You are viewing a plain text version of this content. The canonical link for it is here.
Posted to user@orc.apache.org by Dave Birdsall <da...@esgyn.com> on 2016/04/06 20:28:18 UTC

ColumnStatistics getNumberOfValues

Hi,



I have a question about the getNumberOfValues() method of the
ColumnStatistics interface.



In the Hive documentation (for example, here:
https://hive.apache.org/javadocs/r0.12.0/api/org/apache/hadoop/hive/ql/io/orc/ColumnStatistics.html),
the method is described as returning “the number of values in this column”.
Under Method Detail, it says, “it will differ from the number of rows
because of NULL values and repeated values.”



My question concerns “repeated values”.



Being an SQL guy, I leap to the conclusion that getNumberOfValues() returns
the equivalent of “select count(distinct column) from orc_table”, that is,
the number of distinct values for that column in the table. (Well, for ORC
it is for a particular stripe of the table, but I hope my meaning gets
across.)



But when I experiment with this API, it seems to be returning the number of
non-null values instead. For example, using the Trafodion SQL engine to
query an example Hive table using ORC files, I see:



>>select s_rec_end_date from hive.hive.store2_orc order by s_rec_end_date;



S_REC_END_DATE

--------------



    1999-03-13

    1999-03-13

    2000-03-12

    2000-03-12

    2001-03-12

    2001-03-12

?

?

?

?

?

?



--- 12 row(s) selected.



But when I look at what ColumnStatistics.getNumberOfValues() returns for
this column, I get 6. (This particular example table has just one stripe.)
Looking at the values, though, there are just 3 distinct values here.
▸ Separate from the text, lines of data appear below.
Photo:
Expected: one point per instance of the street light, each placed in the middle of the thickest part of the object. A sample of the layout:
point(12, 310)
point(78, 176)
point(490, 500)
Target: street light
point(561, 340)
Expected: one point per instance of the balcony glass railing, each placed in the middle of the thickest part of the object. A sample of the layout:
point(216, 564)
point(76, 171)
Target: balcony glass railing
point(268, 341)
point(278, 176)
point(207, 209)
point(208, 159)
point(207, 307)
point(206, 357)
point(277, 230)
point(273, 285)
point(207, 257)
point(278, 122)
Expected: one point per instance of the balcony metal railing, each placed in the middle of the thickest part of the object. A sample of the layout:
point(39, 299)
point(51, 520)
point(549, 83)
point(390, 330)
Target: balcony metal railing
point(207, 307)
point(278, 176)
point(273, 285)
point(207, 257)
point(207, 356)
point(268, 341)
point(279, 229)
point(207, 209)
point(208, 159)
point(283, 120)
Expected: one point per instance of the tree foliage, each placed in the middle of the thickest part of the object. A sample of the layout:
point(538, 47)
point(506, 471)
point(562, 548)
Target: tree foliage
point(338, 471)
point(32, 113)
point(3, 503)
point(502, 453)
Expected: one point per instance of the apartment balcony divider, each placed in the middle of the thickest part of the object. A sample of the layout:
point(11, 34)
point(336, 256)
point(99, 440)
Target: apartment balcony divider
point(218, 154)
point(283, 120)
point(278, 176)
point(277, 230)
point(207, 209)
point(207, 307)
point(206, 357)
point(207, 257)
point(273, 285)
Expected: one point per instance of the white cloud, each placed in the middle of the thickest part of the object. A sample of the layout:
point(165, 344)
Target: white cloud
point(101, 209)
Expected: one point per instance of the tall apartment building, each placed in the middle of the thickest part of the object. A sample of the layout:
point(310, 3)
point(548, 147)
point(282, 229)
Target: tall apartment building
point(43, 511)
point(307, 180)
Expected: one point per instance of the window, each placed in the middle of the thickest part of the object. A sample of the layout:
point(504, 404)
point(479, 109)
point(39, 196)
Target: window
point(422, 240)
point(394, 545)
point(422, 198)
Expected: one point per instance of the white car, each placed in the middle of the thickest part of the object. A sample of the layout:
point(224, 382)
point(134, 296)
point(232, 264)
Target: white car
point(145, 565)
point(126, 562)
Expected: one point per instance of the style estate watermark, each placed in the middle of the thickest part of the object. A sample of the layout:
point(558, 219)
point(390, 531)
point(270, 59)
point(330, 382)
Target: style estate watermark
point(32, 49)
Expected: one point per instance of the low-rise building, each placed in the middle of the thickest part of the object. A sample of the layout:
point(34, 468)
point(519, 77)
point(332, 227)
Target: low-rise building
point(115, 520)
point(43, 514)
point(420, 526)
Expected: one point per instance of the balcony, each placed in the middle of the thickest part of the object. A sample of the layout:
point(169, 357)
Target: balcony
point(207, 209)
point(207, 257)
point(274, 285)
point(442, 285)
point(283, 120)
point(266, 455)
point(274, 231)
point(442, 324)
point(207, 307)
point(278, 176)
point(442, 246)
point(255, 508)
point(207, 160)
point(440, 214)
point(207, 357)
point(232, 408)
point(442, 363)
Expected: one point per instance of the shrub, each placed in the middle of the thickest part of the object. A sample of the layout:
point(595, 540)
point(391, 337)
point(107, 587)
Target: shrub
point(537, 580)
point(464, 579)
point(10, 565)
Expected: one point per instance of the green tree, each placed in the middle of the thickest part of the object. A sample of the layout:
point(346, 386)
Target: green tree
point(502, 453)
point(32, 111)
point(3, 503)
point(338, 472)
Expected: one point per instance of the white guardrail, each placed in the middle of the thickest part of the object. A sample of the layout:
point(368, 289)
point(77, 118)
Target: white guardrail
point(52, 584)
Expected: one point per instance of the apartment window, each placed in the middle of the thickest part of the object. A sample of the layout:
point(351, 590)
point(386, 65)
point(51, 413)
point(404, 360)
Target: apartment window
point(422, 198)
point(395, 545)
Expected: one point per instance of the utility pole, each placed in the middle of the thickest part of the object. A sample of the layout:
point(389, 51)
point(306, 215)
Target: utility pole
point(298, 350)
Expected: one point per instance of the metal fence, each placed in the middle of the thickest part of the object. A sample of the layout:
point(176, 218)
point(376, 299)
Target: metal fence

So, my question is: Is it the case that
ColumnStatistics.getNumberOfValues() returns the number of non-null values
in a column (in a given stripe)? And the Hive documentation is incorrect
when it mentions “repeated values”?



Thanks,



Dave

Re: ColumnStatistics getNumberOfValues

Posted by Owen O'Malley <om...@apache.org>.
It is the number of non-null values. The "and repeated values" is incorrect
and should be fixed.

.. Owen

On Wed, Apr 6, 2016 at 11:28 AM, Dave Birdsall <da...@esgyn.com>
wrote:

> Hi,
>
>
>
> I have a question about the getNumberOfValues() method of the
> ColumnStatistics interface.
>
>
>
> In the Hive documentation (for example, here:
> https://hive.apache.org/javadocs/r0.12.0/api/org/apache/hadoop/hive/ql/io/orc/ColumnStatistics.html),
> the method is described as returning “the number of values in this column”.
> Under Method Detail, it says, “it will differ from the number of rows
> because of NULL values and repeated values.”
>
>
>
> My question concerns “repeated values”.
>
>
>
> Being an SQL guy, I leap to the conclusion that getNumberOfValues()
> returns the equivalent of “select count(distinct column) from orc_table”,
> that is, the number of distinct values for that column in the table. (Well,
> for ORC it is for a particular stripe of the table, but I hope my meaning
> gets across.)
>
>
>
> But when I experiment with this API, it seems to be returning the number
> of non-null values instead. For example, using the Trafodion SQL engine to
> query an example Hive table using ORC files, I see:
>
>
>
> >>select s_rec_end_date from hive.hive.store2_orc order by s_rec_end_date;
>
>
>
> S_REC_END_DATE
>
> --------------
>
>
>
>     1999-03-13
>
>     1999-03-13
>
>     2000-03-12
>
>     2000-03-12
>
>     2001-03-12
>
>     2001-03-12
>
> ?
>
> ?
>
> ?
>
> ?
>
> ?
>
> ?
>
>
>
> --- 12 row(s) selected.
>
>
>
> But when I look at what ColumnStatistics.getNumberOfValues() returns for
> this column, I get 6. (This particular example table has just one stripe.)
> Looking at the values, though, there are just 3 distinct values here.
>
>
>
> So, my question is: Is it the case that
> ColumnStatistics.getNumberOfValues() returns the number of non-null values
> in a column (in a given stripe)? And the Hive documentation is incorrect
> when it mentions “repeated values”?
>
>
>
> Thanks,
>
>
>
> Dave
>